For the studs on the walls I drilled and used closed cell foam in a can. I went slow so the foam had access to air for curing. I still had a few spots that ooozed foam when I attached my cabinets.

I had sprayed foam from a kit like this before in my Sprinter.  Much much easier in the ambo.  I think one of the keys is to follow the directions closely.  You must shake the bottles of foam and have them and the surface to be sprayed at a certain temperature.  I set the bottles in front of a electric space heater inside the camper for over an hour shaking every 15 min or so.   Tape off what you don’t want foam on and spray away.  Cover every inch of your body or you’ll be pulling hair out.

All trimmed up:

I used Thinsulate at the front and back where there are lots of wires. The top will get a combo of more spray foam and some Thinsulate when the pop top goes in.

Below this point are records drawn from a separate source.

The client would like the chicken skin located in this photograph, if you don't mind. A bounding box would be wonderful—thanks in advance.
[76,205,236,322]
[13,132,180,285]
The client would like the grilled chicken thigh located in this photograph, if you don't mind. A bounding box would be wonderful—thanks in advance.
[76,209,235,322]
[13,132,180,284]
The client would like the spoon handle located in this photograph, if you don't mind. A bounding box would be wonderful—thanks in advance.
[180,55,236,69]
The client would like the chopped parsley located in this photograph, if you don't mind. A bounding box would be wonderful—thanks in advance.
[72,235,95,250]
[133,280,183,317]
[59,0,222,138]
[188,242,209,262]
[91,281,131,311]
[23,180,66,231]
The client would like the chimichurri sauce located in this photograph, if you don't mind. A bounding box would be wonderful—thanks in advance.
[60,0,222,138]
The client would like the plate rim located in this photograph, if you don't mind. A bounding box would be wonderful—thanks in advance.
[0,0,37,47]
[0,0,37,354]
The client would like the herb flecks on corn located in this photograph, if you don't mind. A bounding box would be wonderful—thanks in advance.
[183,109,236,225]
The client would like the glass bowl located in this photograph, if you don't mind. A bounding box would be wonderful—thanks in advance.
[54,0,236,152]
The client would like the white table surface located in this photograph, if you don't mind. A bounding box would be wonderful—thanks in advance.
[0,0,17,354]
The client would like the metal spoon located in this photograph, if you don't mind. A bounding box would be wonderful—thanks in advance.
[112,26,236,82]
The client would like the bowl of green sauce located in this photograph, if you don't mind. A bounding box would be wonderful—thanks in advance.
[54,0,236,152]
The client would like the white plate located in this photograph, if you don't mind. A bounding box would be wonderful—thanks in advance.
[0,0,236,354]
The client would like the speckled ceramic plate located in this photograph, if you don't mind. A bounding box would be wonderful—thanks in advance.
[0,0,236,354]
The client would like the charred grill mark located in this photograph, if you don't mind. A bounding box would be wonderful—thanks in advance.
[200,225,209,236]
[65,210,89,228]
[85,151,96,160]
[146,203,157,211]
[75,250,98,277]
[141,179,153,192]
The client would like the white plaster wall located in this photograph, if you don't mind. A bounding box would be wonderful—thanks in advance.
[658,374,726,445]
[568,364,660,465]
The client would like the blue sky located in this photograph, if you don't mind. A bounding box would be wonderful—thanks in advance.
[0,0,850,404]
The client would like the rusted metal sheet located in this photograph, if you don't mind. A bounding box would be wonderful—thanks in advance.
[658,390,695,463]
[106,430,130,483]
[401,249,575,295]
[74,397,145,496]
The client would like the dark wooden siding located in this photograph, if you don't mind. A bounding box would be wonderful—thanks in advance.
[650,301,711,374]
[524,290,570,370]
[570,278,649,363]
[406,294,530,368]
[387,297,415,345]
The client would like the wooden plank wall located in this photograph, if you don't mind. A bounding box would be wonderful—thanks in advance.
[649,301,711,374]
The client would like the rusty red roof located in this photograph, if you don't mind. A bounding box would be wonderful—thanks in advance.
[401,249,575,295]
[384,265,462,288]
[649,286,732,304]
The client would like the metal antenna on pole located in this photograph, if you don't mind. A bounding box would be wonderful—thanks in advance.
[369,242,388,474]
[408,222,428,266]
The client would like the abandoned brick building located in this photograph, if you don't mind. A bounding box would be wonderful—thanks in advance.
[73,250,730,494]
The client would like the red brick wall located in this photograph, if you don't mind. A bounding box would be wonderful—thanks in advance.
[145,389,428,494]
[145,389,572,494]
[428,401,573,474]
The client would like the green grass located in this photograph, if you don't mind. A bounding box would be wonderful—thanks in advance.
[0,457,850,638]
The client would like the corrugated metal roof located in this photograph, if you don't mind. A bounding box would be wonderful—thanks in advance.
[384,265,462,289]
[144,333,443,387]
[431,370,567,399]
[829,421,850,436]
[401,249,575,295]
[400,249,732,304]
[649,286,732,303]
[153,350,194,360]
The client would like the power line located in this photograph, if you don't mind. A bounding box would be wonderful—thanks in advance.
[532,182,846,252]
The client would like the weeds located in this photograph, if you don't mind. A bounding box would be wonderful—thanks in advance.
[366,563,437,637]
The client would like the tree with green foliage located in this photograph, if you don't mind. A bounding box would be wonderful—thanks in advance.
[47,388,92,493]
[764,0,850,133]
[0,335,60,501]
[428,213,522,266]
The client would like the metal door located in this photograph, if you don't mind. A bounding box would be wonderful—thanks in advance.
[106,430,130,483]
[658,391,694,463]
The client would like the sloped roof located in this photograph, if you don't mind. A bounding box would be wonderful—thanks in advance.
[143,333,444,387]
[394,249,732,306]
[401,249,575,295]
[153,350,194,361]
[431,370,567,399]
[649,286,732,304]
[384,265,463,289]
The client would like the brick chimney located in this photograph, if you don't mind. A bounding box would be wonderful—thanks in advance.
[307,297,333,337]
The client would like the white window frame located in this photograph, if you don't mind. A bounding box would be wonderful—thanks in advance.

The roof of the cab got a pretty standard Noico and Thinsulate treatment:

I also stuffed Thinsulate in the A pillar and every other area I had access to.

Noise control:

The spray foam and Thinsulate do a good job of controlling sound on the walls and ceiling. The floor is a different matter. In the cab portion I cleaned it up and rolled on Noxudol 3101. The soundproofing company by me swears by this stuff. I can’t tell you if it works better than the Noico or not, but it is easy to install. 

Hard to see but with the Noxudol brushed on:

The floor of the ambo box is just 1 inch thick plywood with a very thin AL skin on the bottom (weather side). After I pulled up the old vinyl, I rolled out 1 layer of closed cell foam and 2 layers of MVL on top of that. The MVL sure does soak up the sound.

I covered that with 1/2 inch plywood. My finish floor will go on top of this. The wheel wells had sound deadener on them but I put another layer of foam and MVL.

The dog house is a big area for noise with the 7.3. Other that the thin fiberglass insulation for heat, this is all the sound deadening it had:

 I painted on a few layers of Noxudol then a layer of MVL. Then installed the stock fiberglass shield followed by DEI Floor & Tunnel Shield. It is HEAVY but wow did it knock down the noise.